Only Lord Gormon remained upon the roof with Dunk. “Hedge knight,” he growled, “did your mother never teach you not to reach your hand into the dragon’s mouth?”

 

“I never knew any mother, m’lord.”

 

“That would explain it. What did he promise you?”

 

“A lordship. A white cloak. Big blue wings.”

 

“Here’s my promise: three feet of cold steel through your belly if you speak a word of what just happened.”

 

Dunk shook his head to clear his wits. It did not seem to help. He bent double at the waist, and retched.

 

Some of the vomit spattered Peake’s boots. The lord cursed. “Hedge knights,” he exclaimed in disgust. “You have no place here.
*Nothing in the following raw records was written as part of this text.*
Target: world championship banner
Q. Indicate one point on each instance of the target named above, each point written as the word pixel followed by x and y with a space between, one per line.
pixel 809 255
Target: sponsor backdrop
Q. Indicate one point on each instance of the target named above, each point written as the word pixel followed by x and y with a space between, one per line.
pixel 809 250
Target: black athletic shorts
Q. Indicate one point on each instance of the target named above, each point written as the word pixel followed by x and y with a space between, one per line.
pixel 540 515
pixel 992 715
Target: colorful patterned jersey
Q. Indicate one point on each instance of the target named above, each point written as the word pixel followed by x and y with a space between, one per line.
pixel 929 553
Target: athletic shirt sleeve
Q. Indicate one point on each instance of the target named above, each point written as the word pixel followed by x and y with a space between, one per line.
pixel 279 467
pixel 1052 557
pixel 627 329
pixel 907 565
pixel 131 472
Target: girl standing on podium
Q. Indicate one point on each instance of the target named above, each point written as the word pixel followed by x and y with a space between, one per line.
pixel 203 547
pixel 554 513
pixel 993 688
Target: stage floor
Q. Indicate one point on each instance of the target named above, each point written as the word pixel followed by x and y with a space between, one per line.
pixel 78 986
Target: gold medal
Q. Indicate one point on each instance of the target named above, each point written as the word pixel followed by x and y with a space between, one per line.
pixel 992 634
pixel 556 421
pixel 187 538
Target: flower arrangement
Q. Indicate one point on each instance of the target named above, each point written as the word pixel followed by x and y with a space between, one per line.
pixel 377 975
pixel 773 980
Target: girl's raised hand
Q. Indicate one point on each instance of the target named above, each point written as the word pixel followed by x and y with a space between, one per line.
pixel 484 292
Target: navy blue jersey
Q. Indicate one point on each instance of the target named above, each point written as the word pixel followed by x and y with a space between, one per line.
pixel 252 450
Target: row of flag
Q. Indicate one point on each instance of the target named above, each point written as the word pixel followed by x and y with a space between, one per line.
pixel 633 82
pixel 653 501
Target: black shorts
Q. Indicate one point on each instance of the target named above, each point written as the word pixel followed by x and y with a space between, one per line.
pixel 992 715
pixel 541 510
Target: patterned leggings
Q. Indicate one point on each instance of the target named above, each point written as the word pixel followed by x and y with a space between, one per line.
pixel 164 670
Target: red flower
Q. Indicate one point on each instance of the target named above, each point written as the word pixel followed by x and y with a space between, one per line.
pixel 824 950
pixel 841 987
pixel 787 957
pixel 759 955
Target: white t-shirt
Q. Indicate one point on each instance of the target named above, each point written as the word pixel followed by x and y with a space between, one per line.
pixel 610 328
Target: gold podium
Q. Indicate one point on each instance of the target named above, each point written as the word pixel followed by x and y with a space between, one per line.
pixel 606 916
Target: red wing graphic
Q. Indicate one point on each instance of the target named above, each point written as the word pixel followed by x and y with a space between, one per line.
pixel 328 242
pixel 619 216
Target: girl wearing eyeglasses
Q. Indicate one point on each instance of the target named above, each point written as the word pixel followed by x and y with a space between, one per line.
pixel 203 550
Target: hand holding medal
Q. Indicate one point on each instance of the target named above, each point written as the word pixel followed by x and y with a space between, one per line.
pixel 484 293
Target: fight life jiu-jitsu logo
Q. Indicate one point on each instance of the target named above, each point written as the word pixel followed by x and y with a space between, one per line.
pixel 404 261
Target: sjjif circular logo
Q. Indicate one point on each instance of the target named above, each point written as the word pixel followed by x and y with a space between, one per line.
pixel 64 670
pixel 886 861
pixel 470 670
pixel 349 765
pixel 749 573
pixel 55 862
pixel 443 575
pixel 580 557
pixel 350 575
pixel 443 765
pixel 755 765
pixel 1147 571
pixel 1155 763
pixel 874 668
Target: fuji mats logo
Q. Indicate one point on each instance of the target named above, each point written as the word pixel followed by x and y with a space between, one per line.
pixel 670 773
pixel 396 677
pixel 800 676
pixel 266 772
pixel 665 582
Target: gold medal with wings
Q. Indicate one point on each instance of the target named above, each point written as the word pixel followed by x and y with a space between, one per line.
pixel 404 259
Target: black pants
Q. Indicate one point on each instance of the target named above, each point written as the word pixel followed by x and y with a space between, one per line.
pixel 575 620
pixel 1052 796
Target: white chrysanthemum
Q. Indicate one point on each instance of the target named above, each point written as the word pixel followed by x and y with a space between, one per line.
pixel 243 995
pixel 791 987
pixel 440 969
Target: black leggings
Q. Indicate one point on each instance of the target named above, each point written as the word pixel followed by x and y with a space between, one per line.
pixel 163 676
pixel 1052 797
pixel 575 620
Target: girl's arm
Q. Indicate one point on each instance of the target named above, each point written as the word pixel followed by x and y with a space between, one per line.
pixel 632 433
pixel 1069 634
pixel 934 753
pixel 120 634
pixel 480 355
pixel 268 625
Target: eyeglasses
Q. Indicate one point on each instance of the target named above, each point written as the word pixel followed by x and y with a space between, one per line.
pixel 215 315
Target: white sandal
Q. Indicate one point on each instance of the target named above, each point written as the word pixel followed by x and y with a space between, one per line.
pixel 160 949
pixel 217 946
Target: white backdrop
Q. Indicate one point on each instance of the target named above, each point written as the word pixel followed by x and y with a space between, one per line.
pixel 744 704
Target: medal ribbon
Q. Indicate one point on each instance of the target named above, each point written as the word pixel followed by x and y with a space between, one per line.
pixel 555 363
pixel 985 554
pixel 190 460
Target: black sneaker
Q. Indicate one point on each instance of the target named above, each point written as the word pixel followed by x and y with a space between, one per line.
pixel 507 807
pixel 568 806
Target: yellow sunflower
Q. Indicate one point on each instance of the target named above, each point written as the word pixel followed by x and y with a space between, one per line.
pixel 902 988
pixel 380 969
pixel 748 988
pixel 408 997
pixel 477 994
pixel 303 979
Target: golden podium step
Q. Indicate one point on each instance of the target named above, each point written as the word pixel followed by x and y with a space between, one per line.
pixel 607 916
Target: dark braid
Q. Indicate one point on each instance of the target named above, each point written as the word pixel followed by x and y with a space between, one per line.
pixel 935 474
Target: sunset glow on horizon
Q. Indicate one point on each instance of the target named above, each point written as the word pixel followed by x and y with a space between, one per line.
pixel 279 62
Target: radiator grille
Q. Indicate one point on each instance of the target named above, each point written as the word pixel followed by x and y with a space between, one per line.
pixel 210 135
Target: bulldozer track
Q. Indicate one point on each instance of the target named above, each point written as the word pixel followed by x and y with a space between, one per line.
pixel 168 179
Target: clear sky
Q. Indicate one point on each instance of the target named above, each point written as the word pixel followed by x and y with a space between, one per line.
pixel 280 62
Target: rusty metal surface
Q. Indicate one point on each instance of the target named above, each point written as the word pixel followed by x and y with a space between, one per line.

No true knight would be so discourteous as to turn up uninvited, but you creatures of the hedge—”

 

“We are wanted nowhere and turn up everywhere, m’lord.” The wine had made Dunk bold, else he would have held his tongue. He wiped his mouth with the back of his hand.

 

“Try and remember what I told you, ser. It will go ill for you if you do not.” Lord Peake shook the vomit off his boot. Then he was gone. Dunk leaned against the parapet again. He wondered who was madder, Lord Gormon or the Fiddler.

 

By the time he found his way back to the hall, only Maynard Plumm remained of his companions. “Was there any flour on her teats when you got the smallclothes off her?” he wanted to know.

 

Dunk shook his head, poured himself another cup of wine, tasted it, and decided that he had drunk enough.